Que l'air est étouffant !

95   Toujours le même ciel et ses saphirs moroses !

Toujours le même azur ! Toujours les mêmes roses!

Oh ! que ne suis-je, ainsi que Diane, parmi

Les chasseresses, dans le grand bois endormi

Qu'éveillent tout à coup, par les rouges aurores,

100   Les aboiements des chiens et les grands cris sonores !
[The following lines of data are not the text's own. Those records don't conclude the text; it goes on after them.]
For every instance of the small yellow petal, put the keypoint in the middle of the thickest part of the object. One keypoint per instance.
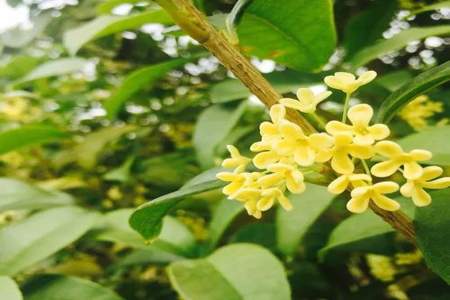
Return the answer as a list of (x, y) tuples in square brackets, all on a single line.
[(336, 127), (360, 114), (431, 172), (358, 205), (420, 197), (412, 170), (385, 202), (339, 185), (441, 183), (386, 187), (367, 77), (385, 168), (379, 131), (342, 163), (388, 149), (420, 155)]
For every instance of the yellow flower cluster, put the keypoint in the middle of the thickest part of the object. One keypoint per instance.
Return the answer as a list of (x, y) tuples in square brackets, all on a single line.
[(419, 110), (285, 150)]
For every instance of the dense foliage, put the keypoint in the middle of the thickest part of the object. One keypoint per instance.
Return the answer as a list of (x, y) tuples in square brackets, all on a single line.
[(114, 123)]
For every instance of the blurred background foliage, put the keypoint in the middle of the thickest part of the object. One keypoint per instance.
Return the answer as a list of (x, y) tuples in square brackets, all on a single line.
[(106, 105)]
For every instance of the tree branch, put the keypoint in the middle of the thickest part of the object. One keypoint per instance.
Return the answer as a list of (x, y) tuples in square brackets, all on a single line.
[(194, 23)]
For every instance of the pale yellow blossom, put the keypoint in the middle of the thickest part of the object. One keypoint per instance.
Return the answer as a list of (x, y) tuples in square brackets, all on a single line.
[(361, 196), (342, 151), (347, 82), (293, 176), (304, 149), (364, 134), (340, 184), (397, 158), (307, 100), (415, 189), (236, 161)]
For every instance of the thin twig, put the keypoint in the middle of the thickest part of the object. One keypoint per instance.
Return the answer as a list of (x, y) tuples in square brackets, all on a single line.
[(194, 23)]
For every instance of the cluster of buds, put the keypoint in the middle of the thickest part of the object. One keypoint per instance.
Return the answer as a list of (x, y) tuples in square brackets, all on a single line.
[(285, 150)]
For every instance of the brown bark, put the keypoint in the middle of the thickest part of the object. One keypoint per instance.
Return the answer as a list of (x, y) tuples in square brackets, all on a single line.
[(194, 23)]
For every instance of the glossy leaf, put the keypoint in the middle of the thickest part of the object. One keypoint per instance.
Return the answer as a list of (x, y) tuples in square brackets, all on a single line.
[(421, 84), (292, 225), (147, 218), (212, 126), (366, 27), (15, 194), (56, 67), (434, 139), (296, 34), (9, 289), (66, 288), (395, 43), (75, 38), (239, 271), (432, 224), (28, 135), (31, 240), (143, 77), (174, 237)]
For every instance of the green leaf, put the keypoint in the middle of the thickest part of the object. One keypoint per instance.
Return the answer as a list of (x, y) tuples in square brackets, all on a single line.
[(239, 271), (223, 215), (75, 38), (436, 6), (434, 139), (283, 82), (212, 126), (9, 289), (361, 227), (174, 237), (432, 224), (56, 67), (421, 84), (397, 42), (296, 34), (60, 287), (86, 152), (15, 194), (143, 77), (147, 218), (31, 240), (28, 135), (18, 65), (147, 255), (366, 27), (292, 225)]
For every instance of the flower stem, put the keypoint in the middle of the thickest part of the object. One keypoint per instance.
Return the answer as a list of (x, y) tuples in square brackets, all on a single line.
[(318, 120), (346, 104), (366, 167)]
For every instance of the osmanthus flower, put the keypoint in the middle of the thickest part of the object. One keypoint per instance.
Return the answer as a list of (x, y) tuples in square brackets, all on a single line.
[(340, 184), (362, 195), (294, 177), (397, 158), (363, 133), (344, 149), (347, 82), (307, 100), (415, 189), (236, 161), (304, 149)]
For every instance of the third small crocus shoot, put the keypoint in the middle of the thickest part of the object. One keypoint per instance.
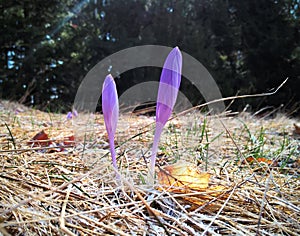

Je sens devant mes yeux flotter une vapeur

De feu.

Prenant son miroir. Avec une moue enfantine.

Viens, toi, miroir.

Après s'être regardée.

Je suis à faire peur.

Au miroir.

Va-t-en.

Elle va pour jeter son miroir mais elle n'achève pas le geste et se regarde de nouveau.

Cette coiffure est laide.

Avec accablement.

Oh ! Je m'ennuie.

Ne tombera-t-il pas quelques gouttes de pluie !

MERCURE, à part.

105   Elle s'ennuie. Elle est maussade. Elle veut voir

La nuée en courroux sur la terre pleuvoir.

Elle a ses nerfs ! J'arrive à l'instant favorable.

Produisons-nous. Allons.

Regardant Vénus avec convoitise.

C'est qu'elle est adorable !

Haut.

Salut, belle Cypris.

VÉNUS, très nonchalamment.

Bonjour. De quelle part

110   Viens-tu?

MERCURE, piqué.

De quelle part ! De la mienne.

VÉNUS, d'un ton glacé.

  Il est tard.

Adieu, Seigneur Mercure. Il faut que je me pare

Pour le festin des Dieux.

MERCURE.

Ne sois pas si barbare.

Demeure.

VÉNUS.

Que veux-tu me dire ?

MERCURE, regardant Vénus avec amour.

Les beaux yeux

Tel est l'éblouissant rayonnement des cieux,

115   Lorsque le dieu Soleil y guide son quadrige

À travers des chemins de perles ! Mais, que dis-je !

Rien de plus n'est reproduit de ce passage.